3.3. Preparation and Optimization of Immunochromatographic Strip
In order to maximize the sensitivity of the immunochromatographic test strip, the checkerboard method was carried out to screen the concentration of nanobody and the coating antigen. The dilution times of the coating antigen and nanobody are shown in Figure S4. It can be easily observed that the color of the gold nanoparticle became significantly darker with the increase in coating antigen and nanobody, at last, four combinations with large dilutions and bright colors were finally selected, and the dilution times were 1:10, 1:20, 2:10 and 4:4 (nanobody: coating antigen), respectively. According to the four combinations selected above, the immunochromatographic test strip was tested with different concentrations of 2,4-D diluted with 0.01 M PBS. The results showed that in combination of 1:20 (nanobody dilution time: coating antigen dilution time), the test line color gradually became lighter with the increase in 2,4-D concentration, and the color almost disappeared at 50 ng/mL. In this combination, the visual detection limit was the lowest, so nanobody dilution time: coating antigen dilution time = 1:20 was determined as the final combination.
3.4. Sensitivity of Immunochromatographic Strip
Previous studies have reported that researchers constructed immunochromatographic test strips for the detection of 2,4-D based on traditional antibodies and up conversion nanoparticles (UCNPs) materials, with a detection limit of 5 ng/mL [28,29]. However, in the reported papers, traditional antibodies have certain limitations in terms of stability, so their practical application effect will be limited.
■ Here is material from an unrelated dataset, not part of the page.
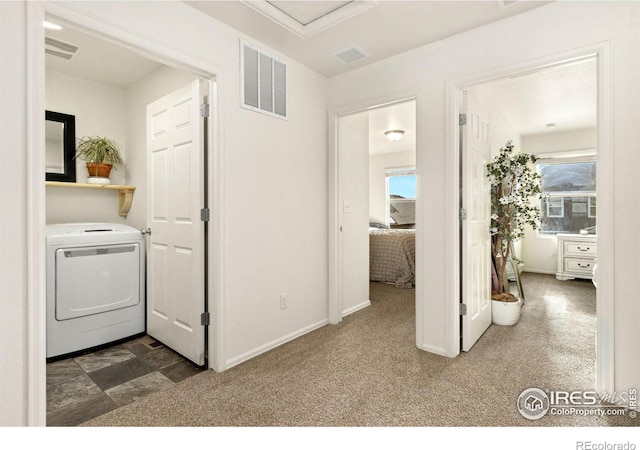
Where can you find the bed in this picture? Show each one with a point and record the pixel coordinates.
(392, 256)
In this study, the stable nanobody was used to replace the traditional antibody, which expands the scope for the application of test strips.
According to the optimal combination of coating antigen and nanobody, the test strips were used to detect different concentrations of 2,4-D diluted with 0.01 M PBS. It could be observed that the color of the test line was weakened with the increase in 2,4-D concentration, and the color disappeared at the concentration of 50 ng/mL, while the control line remained the same with the blank control (Figure 3a).
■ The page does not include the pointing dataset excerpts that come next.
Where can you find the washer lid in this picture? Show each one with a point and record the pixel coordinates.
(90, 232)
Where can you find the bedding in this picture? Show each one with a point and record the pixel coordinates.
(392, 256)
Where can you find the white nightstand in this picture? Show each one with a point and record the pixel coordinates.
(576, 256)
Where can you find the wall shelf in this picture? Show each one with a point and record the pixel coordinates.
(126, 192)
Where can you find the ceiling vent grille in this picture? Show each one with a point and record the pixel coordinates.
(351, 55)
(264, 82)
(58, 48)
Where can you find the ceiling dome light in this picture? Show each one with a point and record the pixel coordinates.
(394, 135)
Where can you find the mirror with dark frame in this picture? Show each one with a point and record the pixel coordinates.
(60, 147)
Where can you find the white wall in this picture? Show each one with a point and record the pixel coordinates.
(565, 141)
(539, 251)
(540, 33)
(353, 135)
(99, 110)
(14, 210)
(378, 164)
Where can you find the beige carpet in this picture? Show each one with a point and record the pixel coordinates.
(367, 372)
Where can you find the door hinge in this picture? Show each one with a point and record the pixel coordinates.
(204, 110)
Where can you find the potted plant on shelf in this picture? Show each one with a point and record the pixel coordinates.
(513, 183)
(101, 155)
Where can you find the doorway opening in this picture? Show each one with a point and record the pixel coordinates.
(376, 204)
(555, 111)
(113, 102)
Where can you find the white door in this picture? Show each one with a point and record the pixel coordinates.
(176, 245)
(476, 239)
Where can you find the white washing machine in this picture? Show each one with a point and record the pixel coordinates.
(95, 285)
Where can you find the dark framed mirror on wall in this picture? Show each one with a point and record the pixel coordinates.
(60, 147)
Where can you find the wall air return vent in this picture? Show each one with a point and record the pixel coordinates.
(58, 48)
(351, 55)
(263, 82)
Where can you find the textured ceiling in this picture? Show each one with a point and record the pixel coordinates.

Based on the above concentrations of 2,4-D, the simulated strips and “colorimetric card” were made, so the changes of strips could be clearly observed (Figure 3b). The RGB of the control line and test line were obtained by color snap APP, and T/C was selected to be the y-axis of the curve. The value of T/C was a relatively stable parameter in calculation, and could effectively reduce the influence of the background [30]. With the increasing concentration of 2,4-D, T/C increased linearly, and the correlation was well between 0–50 ng/mL (R2 = 0.9979). We calculated the detection limit according to the ICH guideline, which was 11 ng/mL (Figure 3c).
It was evident that as the concentration of the analyte increased, the color of the test line gradually became lighter and the RGB became higher. When the concentration of 2,4-D reached 5 ng/mL, the test line became lighter. However, the test line disappeared completely and its RGB value was the highest at 50 ng/mL. Because of the difficulty of quantitative on-site detection, we prepared the test strip described here. The gold nanoparticle immunochromatographic strip method developed in this study could not only quickly quantify the samples, but could also estimate the 2,4-D content in the sample based on the colorimetric card.
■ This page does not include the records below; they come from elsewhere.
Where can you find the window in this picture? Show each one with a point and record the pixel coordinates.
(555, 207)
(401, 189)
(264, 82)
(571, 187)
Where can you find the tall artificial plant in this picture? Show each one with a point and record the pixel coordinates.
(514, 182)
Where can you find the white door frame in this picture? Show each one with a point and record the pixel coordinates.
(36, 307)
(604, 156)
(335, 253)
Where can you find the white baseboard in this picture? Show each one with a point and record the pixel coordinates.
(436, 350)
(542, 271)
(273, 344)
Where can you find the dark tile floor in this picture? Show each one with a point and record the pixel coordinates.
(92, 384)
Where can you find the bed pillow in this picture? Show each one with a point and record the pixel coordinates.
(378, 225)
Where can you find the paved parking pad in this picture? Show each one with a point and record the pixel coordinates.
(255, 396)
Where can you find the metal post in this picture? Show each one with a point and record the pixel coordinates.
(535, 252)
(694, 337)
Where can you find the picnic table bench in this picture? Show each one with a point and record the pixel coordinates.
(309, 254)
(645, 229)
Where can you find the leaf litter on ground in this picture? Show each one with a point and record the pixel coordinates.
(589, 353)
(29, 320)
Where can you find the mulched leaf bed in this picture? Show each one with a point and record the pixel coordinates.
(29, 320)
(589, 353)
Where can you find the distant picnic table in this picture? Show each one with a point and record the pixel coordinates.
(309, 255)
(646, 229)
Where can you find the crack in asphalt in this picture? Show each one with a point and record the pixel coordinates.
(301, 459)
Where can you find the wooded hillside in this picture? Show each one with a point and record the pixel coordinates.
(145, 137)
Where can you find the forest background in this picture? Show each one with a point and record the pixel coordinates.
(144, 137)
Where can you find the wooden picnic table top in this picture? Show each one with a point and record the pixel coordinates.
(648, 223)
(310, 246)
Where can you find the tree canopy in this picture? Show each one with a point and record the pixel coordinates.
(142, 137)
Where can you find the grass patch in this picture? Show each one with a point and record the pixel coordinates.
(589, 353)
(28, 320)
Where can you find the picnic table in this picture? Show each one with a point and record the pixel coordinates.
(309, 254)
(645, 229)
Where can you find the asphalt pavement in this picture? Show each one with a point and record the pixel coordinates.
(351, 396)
3.5. Specificity of Immunochromatographic Strip
The immunochromatographic strip was also applied for the detection of 2,4-D structural analogues to evaluate the specificity. The concentration of all compounds used for the cross reactivity was 50 ng/mL. As shown in Table 1, except for 2-methyl-4-chlorophenoxyacetic acid, the test line colors of the other three compounds had no significant differences when compared with the blank control. The colors of the test line between 2-methyl-4-chlorophenoxyacetic acid and 2,4-D were close, because the structures of 2-methyl-4-chlorophenoxyacetic acid and 2,4-D were almost the same with each other, and Cl atoms were replaced with CH3. The cross-reactivity results showed that the test strip had good specificity among the compounds tested, which was consistent with the results obtained by the ELISA method [21]. In this study, the immunization antigen and coating antigen were heterologous, which was crucial in improving the sensitivity and specificity of nanobody.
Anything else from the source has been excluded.